Uitspraak
RECHTBANK DEN HAAG
uitspraak van de enkelvoudige kamer van 23 juni 2021 in de zaak tussen
[eiser], eiser, V-nummer [V-nummer]
de staatssecretaris van Justitie en Veiligheid, verweerder
Procesverloop
Overwegingen
Rechtbank Den Haag
In deze zaak heeft de Rechtbank Den Haag op 23 juni 2021 uitspraak gedaan in een bestuursrechtelijke procedure tussen een eiser met de Egyptische nationaliteit en de staatssecretaris van Justitie en Veiligheid. De eiser had een aanvraag ingediend voor een verblijfsvergunning regulier voor bepaalde tijd, maar deze aanvraag werd afgewezen omdat hij geen machtiging tot voorlopig verblijf (mvv) bezat. De rechtbank oordeelde dat de eiser niet kon worden vrijgesteld van het mvv-vereiste, omdat uit zijn Italiaanse verblijfsvergunning niet bleek dat hij een langdurig ingezetene uit een EU-lidstaat was. Bovendien was de Italiaanse verblijfsvergunning van eiser verlopen, en had hij niet aangetoond dat hij een verlenging had aangevraagd.

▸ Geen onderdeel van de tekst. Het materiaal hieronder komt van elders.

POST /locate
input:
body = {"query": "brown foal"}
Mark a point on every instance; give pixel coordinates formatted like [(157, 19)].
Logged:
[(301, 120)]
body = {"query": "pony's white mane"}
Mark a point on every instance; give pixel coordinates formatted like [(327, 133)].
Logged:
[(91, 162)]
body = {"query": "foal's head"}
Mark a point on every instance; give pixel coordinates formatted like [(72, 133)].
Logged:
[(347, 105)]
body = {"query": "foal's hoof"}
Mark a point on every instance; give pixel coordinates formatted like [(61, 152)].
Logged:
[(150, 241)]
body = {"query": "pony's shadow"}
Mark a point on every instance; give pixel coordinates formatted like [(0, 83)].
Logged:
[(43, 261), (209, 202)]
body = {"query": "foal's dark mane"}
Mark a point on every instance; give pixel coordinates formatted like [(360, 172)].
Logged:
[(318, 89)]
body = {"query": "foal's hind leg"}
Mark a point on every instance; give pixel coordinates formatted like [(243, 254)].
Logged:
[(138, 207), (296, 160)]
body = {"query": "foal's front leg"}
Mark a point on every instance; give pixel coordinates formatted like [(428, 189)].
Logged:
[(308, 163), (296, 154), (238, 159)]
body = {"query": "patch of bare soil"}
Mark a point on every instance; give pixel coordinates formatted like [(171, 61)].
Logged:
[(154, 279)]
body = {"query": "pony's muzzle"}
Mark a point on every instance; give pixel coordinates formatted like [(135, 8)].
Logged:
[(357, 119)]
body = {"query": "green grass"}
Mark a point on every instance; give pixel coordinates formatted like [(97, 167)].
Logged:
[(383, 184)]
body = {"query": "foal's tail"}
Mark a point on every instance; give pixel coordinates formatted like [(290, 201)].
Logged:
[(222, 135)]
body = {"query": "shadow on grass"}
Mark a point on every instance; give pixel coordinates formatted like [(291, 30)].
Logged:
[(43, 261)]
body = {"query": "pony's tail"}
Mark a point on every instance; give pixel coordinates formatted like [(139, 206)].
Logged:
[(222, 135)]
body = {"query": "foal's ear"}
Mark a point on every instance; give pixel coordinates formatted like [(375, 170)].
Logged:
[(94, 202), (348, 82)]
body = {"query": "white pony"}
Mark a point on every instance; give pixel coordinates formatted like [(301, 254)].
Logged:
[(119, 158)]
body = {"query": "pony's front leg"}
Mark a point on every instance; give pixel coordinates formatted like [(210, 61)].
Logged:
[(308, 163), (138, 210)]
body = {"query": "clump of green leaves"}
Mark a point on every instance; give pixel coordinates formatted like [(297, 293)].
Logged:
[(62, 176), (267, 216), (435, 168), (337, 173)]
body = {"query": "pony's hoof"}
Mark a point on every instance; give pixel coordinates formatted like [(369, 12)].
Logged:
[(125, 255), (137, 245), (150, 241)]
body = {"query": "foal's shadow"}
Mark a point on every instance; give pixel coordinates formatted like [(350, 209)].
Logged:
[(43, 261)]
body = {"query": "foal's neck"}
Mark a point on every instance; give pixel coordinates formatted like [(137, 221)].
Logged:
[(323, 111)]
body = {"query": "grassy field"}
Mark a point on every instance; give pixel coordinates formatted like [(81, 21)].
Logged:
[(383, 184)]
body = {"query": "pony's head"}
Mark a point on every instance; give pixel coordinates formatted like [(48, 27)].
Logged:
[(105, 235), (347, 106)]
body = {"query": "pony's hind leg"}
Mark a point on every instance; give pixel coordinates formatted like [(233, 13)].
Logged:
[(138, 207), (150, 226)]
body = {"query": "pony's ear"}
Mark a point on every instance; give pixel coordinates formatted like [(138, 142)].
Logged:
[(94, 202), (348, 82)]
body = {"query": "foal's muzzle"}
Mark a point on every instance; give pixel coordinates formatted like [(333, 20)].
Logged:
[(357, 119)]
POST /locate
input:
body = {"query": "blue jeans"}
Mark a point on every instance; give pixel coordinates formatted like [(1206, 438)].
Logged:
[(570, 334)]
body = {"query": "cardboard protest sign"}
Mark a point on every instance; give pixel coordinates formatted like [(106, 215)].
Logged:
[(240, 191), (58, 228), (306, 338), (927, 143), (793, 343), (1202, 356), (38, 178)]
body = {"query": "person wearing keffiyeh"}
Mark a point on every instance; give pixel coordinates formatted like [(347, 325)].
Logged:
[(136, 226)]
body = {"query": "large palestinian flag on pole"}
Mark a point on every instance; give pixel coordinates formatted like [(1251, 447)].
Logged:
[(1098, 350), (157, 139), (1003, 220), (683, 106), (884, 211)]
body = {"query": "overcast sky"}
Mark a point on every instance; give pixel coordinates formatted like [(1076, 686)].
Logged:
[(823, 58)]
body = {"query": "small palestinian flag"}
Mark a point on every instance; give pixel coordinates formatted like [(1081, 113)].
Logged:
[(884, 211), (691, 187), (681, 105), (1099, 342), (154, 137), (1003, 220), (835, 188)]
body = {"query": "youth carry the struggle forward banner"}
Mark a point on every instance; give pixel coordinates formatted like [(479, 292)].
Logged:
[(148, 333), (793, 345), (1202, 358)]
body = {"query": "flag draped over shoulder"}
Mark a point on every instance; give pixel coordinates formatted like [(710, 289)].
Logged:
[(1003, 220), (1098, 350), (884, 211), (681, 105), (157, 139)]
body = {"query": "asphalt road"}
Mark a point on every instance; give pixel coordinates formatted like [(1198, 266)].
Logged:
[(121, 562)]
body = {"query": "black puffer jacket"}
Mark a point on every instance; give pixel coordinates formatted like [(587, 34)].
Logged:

De rechtbank heeft ook het beroep van eiser op artikel 8 van het EVRM, dat het recht op respect voor privé- en gezinsleven waarborgt, afgewezen. De rechtbank oordeelde dat verweerder in redelijkheid kon stellen dat er geen sprake was van familieleven tussen eiser en zijn referente, omdat eiser niet had aangetoond dat er een duurzame en exclusieve relatie bestond. De rechtbank concludeerde dat de beroepsgronden van eiser niet slagen en verklaarde het beroep ongegrond.
De zitting vond plaats op 10 juni 2021 via een Skype-beeldverbinding, waarbij eiser en zijn gemachtigde niet verschenen. De uitspraak werd openbaar uitgesproken op 23 juni 2021 door rechter M.D. Gunster, in aanwezigheid van griffier A.M. Petersen.